PSI took part in several side events, making interventions in defence of universal access to quality public services, calling for adequate funding for quality health and care for all, and demanding respect, and decent work for health and care workers across the world. Some of the side events we were invited to as speakers were: “Delivering on UHC in an era of pushback against gender equality and human right to health” organised by Global Centre for Health Diplomacy and Inclusion (CeHDI) and Citizen News Service (CNS) and “Strengthening Bilateral Agreements on Health Worker Migration: Towards Mutual Benefit and Health Systems Strengthening” organised by Global Health Partnerships.

Apart from these, we co-organised the following:

Global public health needs economic justice -now!

The Geneva Global Health Hub (G2H2), Wemos, Society for International Development (SID) and PSI co-organised this side-event on the first day of the WHA78 to present realistic and sustainable political pathways for public health investments. We stressed the need for governments and the global health community as a whole to support calls for reforms to global tax rules and debt resolution, to allow increased domestic public funding, instead of so-called innovative forms of finance that leverage private for-profit capital.

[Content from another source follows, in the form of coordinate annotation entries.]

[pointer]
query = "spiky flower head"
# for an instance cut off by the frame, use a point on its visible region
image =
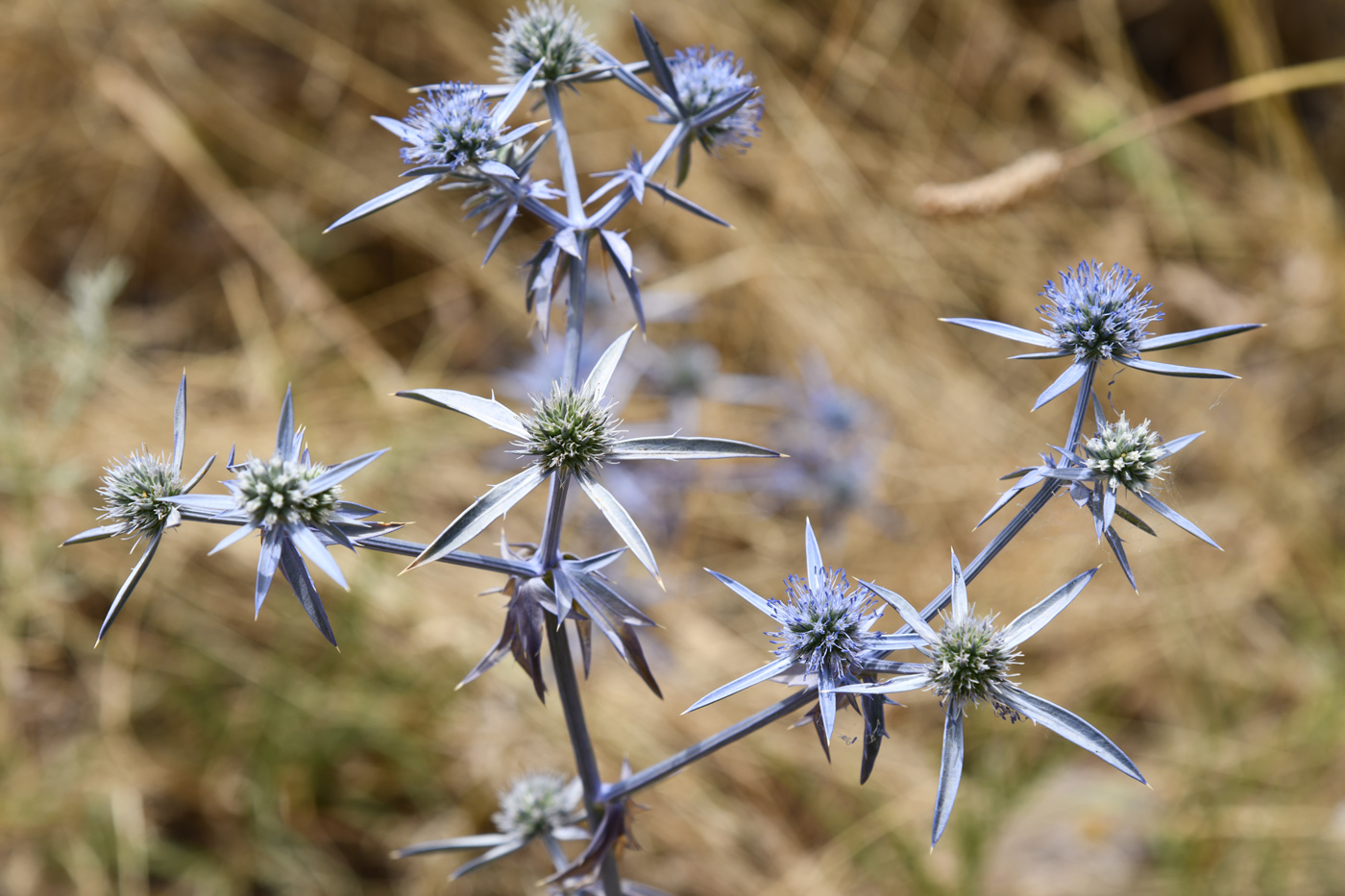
(548, 31)
(1098, 315)
(1125, 455)
(569, 430)
(970, 664)
(134, 493)
(703, 78)
(824, 627)
(450, 125)
(534, 805)
(279, 492)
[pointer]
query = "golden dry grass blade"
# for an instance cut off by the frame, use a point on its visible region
(163, 127)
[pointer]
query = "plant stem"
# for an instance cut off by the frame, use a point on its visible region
(675, 763)
(585, 761)
(575, 312)
(550, 546)
(574, 202)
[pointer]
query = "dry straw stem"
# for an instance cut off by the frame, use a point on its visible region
(164, 128)
(1011, 184)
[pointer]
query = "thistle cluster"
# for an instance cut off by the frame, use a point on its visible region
(134, 493)
(823, 640)
(280, 492)
(568, 430)
(549, 33)
(970, 664)
(824, 626)
(1098, 315)
(1125, 455)
(705, 78)
(535, 805)
(451, 125)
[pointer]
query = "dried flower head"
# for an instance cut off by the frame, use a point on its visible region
(134, 494)
(540, 806)
(451, 125)
(549, 33)
(572, 432)
(281, 492)
(705, 78)
(1125, 455)
(534, 805)
(137, 498)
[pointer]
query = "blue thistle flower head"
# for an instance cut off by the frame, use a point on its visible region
(1098, 314)
(134, 494)
(549, 33)
(703, 78)
(824, 623)
(451, 125)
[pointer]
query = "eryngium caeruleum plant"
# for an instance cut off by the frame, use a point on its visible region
(824, 643)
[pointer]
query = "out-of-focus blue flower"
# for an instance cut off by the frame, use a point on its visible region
(705, 81)
(296, 506)
(702, 91)
(451, 132)
(549, 34)
(450, 127)
(970, 664)
(1096, 315)
(136, 498)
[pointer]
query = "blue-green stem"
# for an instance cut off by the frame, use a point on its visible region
(585, 761)
(575, 311)
(675, 763)
(550, 546)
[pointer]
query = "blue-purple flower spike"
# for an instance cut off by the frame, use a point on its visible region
(970, 662)
(823, 631)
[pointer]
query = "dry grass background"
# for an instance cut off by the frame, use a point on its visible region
(208, 143)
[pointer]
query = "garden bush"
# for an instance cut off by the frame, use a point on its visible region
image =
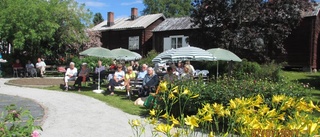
(16, 122)
(279, 115)
(91, 61)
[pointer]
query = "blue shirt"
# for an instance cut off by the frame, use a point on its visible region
(142, 74)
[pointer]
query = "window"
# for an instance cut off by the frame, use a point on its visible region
(174, 42)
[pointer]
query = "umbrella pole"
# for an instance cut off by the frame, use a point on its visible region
(217, 69)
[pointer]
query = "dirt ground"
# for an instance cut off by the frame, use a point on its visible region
(37, 81)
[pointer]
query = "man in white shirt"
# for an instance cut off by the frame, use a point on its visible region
(143, 71)
(71, 75)
(41, 66)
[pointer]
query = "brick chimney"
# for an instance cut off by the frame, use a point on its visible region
(110, 19)
(134, 13)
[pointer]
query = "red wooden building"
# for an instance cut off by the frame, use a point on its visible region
(133, 33)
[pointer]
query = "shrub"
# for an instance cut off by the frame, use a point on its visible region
(269, 70)
(17, 123)
(91, 61)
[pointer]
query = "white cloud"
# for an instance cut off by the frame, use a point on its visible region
(94, 4)
(131, 3)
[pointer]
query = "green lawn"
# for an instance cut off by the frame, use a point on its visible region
(119, 100)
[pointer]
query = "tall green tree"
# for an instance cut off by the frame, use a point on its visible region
(170, 8)
(254, 29)
(97, 18)
(42, 27)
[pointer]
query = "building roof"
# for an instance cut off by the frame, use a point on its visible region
(181, 23)
(313, 12)
(126, 23)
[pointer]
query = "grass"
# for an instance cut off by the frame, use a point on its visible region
(313, 79)
(119, 100)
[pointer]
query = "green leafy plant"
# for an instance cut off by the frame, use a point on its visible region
(91, 61)
(16, 122)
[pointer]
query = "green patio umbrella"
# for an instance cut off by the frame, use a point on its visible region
(98, 52)
(223, 55)
(124, 54)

Public Pharma: Democratising R&D, Ownership, and Access to Medicines in the Global South & North

PSI and the People’s Health Movement co-organised this side-event at the MSF headquarters on the evening of the second day of the WHA78. Together and with a panel of experts drawn from both organisations and the academia, we explored how Public Pharma can challenge the status quo of monopolies and bring fair access to medicines for all. This entails strong public services and is a crucial conversation for anyone fighting for health justice today.

Time for a cure of global health

For the critical civil society movement in global health, reflections on WHA78 and considerations of what is to be done at this crucial point in history took place at the tail end of the WHA78. This was at the workshop organised by the Geneva Global Health Hub (G2H2) on 26 May, with the theme: “Time for a cure of global health: the chilling consequences of having to re-imagine healthier commons.”

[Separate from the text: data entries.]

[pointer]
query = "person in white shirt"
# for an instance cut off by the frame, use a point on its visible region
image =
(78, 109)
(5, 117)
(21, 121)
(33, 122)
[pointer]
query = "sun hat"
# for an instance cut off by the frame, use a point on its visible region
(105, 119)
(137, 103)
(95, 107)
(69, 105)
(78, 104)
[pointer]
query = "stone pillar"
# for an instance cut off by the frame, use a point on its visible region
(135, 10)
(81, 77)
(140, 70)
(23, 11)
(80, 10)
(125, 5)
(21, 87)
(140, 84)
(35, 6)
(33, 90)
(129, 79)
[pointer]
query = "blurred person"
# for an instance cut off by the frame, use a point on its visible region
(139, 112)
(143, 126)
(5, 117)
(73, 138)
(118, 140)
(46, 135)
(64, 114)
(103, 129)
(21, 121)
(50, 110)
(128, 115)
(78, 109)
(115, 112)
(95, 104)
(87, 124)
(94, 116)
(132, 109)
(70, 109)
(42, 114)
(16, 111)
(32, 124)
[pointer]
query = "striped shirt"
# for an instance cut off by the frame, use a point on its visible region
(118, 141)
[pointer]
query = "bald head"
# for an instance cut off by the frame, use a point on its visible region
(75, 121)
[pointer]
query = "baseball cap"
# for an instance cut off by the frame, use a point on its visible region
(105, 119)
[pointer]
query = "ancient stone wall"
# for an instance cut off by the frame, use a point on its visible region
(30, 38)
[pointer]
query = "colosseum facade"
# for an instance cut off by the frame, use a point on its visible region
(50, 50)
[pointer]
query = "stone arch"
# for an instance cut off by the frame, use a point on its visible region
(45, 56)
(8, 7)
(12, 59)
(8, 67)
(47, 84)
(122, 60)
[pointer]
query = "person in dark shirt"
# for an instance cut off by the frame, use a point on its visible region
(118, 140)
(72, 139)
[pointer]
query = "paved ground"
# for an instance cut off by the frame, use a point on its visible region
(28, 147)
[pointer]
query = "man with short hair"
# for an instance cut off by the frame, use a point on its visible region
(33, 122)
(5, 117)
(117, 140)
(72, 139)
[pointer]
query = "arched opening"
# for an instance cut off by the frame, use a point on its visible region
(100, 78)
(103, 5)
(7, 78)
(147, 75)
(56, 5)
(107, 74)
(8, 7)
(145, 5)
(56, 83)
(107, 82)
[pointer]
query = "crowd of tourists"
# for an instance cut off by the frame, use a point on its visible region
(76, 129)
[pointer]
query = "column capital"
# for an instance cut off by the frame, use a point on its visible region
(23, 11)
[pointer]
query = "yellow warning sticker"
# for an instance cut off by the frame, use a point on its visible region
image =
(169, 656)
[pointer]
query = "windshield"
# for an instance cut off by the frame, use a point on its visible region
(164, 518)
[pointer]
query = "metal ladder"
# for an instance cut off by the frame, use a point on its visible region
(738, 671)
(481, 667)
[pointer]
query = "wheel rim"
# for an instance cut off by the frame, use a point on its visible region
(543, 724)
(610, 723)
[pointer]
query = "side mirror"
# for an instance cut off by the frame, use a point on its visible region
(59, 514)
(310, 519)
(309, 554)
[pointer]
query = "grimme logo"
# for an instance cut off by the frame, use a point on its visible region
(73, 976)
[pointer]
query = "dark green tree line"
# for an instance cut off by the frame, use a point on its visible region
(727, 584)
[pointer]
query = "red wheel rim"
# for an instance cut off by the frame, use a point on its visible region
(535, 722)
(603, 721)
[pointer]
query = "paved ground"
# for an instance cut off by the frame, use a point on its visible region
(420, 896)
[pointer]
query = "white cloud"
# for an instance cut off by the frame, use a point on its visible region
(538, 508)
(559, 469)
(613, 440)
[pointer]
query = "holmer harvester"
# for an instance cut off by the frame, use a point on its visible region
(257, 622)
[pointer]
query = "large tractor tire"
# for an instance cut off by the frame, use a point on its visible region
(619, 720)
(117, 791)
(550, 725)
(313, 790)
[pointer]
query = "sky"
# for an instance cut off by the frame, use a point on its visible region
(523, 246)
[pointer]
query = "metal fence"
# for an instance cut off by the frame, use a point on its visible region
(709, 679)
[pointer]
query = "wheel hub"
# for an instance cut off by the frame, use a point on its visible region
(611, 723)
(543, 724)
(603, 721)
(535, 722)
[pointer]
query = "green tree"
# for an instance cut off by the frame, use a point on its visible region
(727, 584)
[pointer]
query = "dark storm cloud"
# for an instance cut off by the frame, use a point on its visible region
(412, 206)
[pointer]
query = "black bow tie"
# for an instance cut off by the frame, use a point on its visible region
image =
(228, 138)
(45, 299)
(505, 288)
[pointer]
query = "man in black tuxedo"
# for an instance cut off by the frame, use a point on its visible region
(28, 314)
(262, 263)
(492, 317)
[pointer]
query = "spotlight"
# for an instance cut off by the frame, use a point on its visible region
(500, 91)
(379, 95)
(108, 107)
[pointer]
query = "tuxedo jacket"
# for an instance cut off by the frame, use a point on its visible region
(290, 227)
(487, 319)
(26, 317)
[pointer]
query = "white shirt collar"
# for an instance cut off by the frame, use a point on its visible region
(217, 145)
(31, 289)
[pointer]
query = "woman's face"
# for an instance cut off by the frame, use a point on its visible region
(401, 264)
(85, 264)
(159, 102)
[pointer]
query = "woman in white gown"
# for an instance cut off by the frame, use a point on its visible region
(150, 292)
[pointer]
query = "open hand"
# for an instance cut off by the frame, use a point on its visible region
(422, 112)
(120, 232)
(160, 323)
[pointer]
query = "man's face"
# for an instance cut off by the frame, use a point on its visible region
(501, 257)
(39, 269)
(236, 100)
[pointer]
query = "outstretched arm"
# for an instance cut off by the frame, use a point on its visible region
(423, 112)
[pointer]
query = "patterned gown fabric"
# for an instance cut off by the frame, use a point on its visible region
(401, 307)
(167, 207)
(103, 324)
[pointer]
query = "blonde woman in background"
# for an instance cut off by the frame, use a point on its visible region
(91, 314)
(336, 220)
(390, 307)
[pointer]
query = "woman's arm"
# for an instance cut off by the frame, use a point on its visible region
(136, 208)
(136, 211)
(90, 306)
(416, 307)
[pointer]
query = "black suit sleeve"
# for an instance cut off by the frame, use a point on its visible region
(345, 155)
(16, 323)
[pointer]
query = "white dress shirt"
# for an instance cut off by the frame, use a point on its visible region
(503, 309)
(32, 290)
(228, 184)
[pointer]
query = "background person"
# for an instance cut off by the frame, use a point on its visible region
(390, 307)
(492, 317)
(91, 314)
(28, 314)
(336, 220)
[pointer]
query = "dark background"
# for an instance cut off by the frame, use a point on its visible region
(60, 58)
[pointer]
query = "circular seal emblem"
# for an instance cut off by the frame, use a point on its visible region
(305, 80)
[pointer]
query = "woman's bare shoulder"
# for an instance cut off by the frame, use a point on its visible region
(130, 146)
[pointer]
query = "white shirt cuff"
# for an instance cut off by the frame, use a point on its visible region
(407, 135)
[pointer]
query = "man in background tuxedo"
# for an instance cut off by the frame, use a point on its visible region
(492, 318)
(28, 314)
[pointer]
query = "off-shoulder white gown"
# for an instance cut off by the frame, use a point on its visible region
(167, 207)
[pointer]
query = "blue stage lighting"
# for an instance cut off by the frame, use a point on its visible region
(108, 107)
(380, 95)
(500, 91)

This was a moment for sober reflections on key issues of the day, such as how to restore a multilateralism that works for the many and not the few, and our reimagining solidarity. At the heart of this would be struggle; for health for all, for fundamental reforms of the global financial architecture and overhauling the underlying social and economic structures that underpin it. Participants in the discussions also stressed the need to mobilise around this agenda, given the upcoming 50th anniversary of the Alma Ata Declaration in three years.

After the workshop, the G2H2 Annual General Meeting was held. A new Steering Committee was elected, with Baba Aye of the PSI and Nicoletta Dentico, health programme lead of the Society for International Development re-elected as Co-presidents.